Blalock, who's been tattooing for three and a half years — one and a half of which at Haylo — said her experience there has changed the way she looks at her art form. She recalled the first time she visited the studio, when she immediately felt at home.
"Faces you've never seen before are just familiar, you feel that you've known these people forever, and my gut reaction was that this is where I needed to be," she said. "I can speak for all of us when I say that she has created an oasis for so many. Not only has tattooing become something totally other than work, but it has been transformed into something so much more than art for me."

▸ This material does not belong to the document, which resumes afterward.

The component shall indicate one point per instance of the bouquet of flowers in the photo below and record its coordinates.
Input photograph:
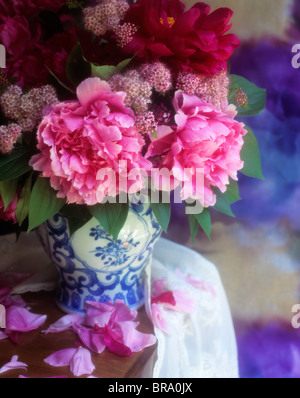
(107, 102)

While visiting Haylo on Wednesday, and then showing up for the event on Friday, there were good vibes felt by all, but it was that Thursday in between when the nerves showed up.

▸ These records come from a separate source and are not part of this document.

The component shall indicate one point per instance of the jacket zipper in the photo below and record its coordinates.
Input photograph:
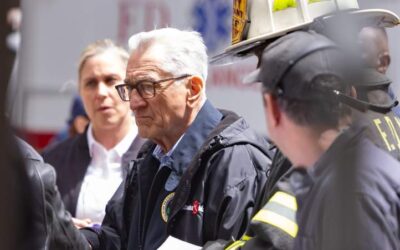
(140, 210)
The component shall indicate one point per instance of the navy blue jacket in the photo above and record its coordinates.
(350, 198)
(222, 166)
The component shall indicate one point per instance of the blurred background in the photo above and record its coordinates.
(40, 53)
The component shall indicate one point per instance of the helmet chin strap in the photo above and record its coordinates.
(362, 105)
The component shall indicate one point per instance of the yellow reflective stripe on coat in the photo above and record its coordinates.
(284, 199)
(235, 245)
(280, 212)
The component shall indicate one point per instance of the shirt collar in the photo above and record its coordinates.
(120, 148)
(197, 133)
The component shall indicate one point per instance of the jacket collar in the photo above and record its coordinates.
(206, 120)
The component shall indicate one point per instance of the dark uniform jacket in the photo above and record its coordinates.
(222, 166)
(350, 198)
(71, 158)
(52, 225)
(273, 226)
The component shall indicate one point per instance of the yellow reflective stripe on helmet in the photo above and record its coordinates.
(246, 237)
(284, 4)
(284, 199)
(235, 245)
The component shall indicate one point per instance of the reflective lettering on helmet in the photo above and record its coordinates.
(239, 19)
(284, 4)
(394, 132)
(382, 133)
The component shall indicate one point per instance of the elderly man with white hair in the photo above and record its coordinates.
(199, 176)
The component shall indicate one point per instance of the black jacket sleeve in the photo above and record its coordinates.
(107, 236)
(236, 178)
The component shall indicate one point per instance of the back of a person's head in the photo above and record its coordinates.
(183, 51)
(303, 70)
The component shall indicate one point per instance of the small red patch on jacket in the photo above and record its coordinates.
(196, 205)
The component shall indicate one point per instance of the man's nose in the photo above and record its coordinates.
(136, 101)
(102, 89)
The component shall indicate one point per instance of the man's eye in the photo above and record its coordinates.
(112, 81)
(90, 84)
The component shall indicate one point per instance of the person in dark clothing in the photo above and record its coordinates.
(92, 165)
(52, 226)
(346, 187)
(200, 175)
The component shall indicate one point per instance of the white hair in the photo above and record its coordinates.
(185, 51)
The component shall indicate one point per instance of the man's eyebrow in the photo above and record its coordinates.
(138, 79)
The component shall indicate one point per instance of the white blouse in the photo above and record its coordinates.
(102, 177)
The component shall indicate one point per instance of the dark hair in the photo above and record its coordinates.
(323, 110)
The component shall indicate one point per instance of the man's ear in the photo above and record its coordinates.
(195, 87)
(272, 109)
(384, 62)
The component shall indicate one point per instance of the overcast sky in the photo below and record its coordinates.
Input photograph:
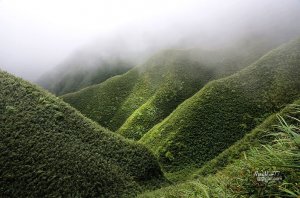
(37, 35)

The comfort and confidence I had felt while flipping through Dani's portfolio seemed a distant memory. I tossed in my sheets that night, coming up with countless scenarios in which she might use some corny cliché in her design, thinking back on ways I could have been more clear about my wishes in the one measly sentence in which I was allowed to express them.
To say I was a bit of an emotional wreck when I arrived at Haylo on Friday is an understatement; I was one step from a full-on anxiety attack. But I played it cool as I finally got the chance to meet Dani, and braced myself as she prepared to show me her design.

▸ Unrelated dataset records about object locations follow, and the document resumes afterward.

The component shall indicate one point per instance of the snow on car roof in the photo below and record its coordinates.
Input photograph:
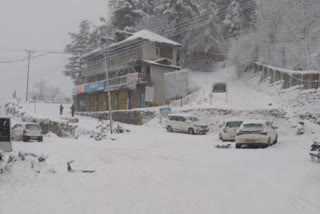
(182, 115)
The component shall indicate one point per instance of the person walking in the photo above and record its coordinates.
(72, 110)
(61, 109)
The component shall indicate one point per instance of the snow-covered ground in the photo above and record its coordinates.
(167, 173)
(149, 170)
(240, 95)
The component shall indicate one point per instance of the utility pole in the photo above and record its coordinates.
(109, 92)
(29, 59)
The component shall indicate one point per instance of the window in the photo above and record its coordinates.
(182, 119)
(234, 124)
(34, 127)
(193, 119)
(164, 51)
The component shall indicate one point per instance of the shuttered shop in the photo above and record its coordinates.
(135, 99)
(93, 102)
(123, 100)
(102, 101)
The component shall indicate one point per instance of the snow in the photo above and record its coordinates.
(240, 95)
(295, 101)
(169, 173)
(147, 35)
(149, 170)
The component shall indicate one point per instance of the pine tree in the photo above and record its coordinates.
(78, 46)
(233, 22)
(178, 10)
(128, 13)
(206, 36)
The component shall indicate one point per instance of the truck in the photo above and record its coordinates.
(5, 134)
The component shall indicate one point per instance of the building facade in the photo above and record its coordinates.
(132, 68)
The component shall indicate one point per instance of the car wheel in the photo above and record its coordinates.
(221, 137)
(276, 140)
(25, 139)
(191, 131)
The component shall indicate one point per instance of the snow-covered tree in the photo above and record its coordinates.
(78, 46)
(206, 35)
(178, 10)
(233, 22)
(128, 13)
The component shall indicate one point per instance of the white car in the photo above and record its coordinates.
(26, 132)
(256, 133)
(229, 128)
(185, 123)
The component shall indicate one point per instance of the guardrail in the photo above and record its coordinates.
(289, 78)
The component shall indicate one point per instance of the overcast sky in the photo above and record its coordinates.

What if I didn't like it? I couldn't tell her that, could I? I had already promised CL's social media following that we would live-stream the whole damn thing, I couldn't back out now if I wanted to.
As soon as she lifted the paper and revealed her design, I could feel all of my worries flush from my body. I finally saw first hand all that talk I had heard during the week about the emotional connections between Haylo's clients and tattoo artists. I felt the immediate need to hug Dani, and hug her tight.
She nailed it.
Dani had sketched a clock with roman numerals surrounding a watchful eye ready to record all that it sees. The hands of the clock were made of dip pens, with ink blotches and trees reminiscent of the forests of my New England childhood framing the edges. Lines of motion make for a foreboding sense of time passing quickly.
From there on out, the process was an easy one. People had been telling me for the last two days how bad a ribcage tattoo would hurt, and it certainly didn't feel great, but with the help of some breathing techniques from Hillary and the pressure of knowing my pale, shirtless self was being streamed on Facebook Live (12,000 views as I'm writing this) I was able to pull through without any problems.
I laid awkwardly for about two and a half hours before Dani had to stop, as her next Time Capsule appointment was arriving at 3 p.m. So I booked my return for late April, the soonest my healing process would allow me to get back under the gun, and will at that time sit for another hour or so to finish my first tattoo.
Speaking with Dani a few days after the event, she said she was mentally and artistically taxed by the event, but that in the end she realized how perfectly it summed up the mission that Hayley has followed since the day she opened Haylo.
"It really did stretch me a bit since I typically like to have a very thorough explanation of what my clients are going for, obviously, so that they will be pleased with the design. You know, it's only going to be on them forever. It was actually really amusing speaking to them and asking, 'Are you nervous? Cool, me too,'" she said.
"It was so special to witness the trust that they placed on us with such a small description to go off of. People come to us wanting to convey so many things, whether it's a passion, achievements, or even heartbreak. The art is really just the face of something that goes so much deeper and this project was the true expression of that."
As for me, I couldn't have been happier that I shot off my mouth and offered to join the parade of Time Capsule Tattooers without thinking it through, because what has thinking ever gotten me, anyway?
I'm already psyched to go see Dani again next month, mainly so we can start kicking around ideas for my next one.